Bayes' rule tells us how to invert a causal process in order to update our beliefs in light of new evidence. If the process is believed to have a complex compositional structure, we may observe that the inversion of the whole can be computed piecewise in terms of the component processes. We study the structure of this compositional rule, noting that it relates to the lens pattern in functional programming.
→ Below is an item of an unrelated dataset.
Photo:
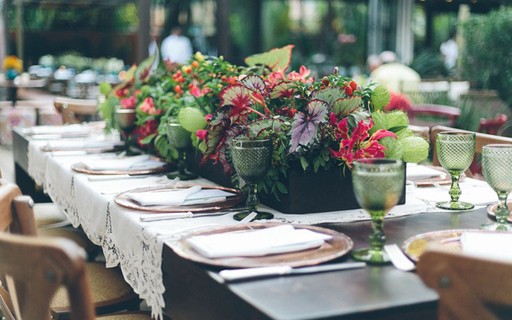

Working in a suitably general axiomatic presentation of a category of Markov kernels, we see how we can think of Bayesian inversion as a particular instance of a state-dependent morphism in a fibred category. We discuss the compositional nature of this, formulated as a functor on the underlying category and explore how this can used for a more type-driven approach to statistical inference.

翻译：贝叶斯规则告诉我们如何逆转因果过程，以便根据新证据更新我们的信念。若该过程被认为具有复杂的组合结构，我们可能观察到整体的反转可以通过各组成部分的逐段计算来实现。我们研究这一组合规则的结构，注意到它与函数式编程中的透镜模式相关。在适当普遍的马尔可夫核范畴的公理化表述中，我们看到如何将贝叶斯反演视为纤维范畴中依赖于态射的一个特例。我们讨论其组合性质，将其表述为基础范畴上的函子，并探索如何利用这一点建立更加类型驱动的统计推断方法。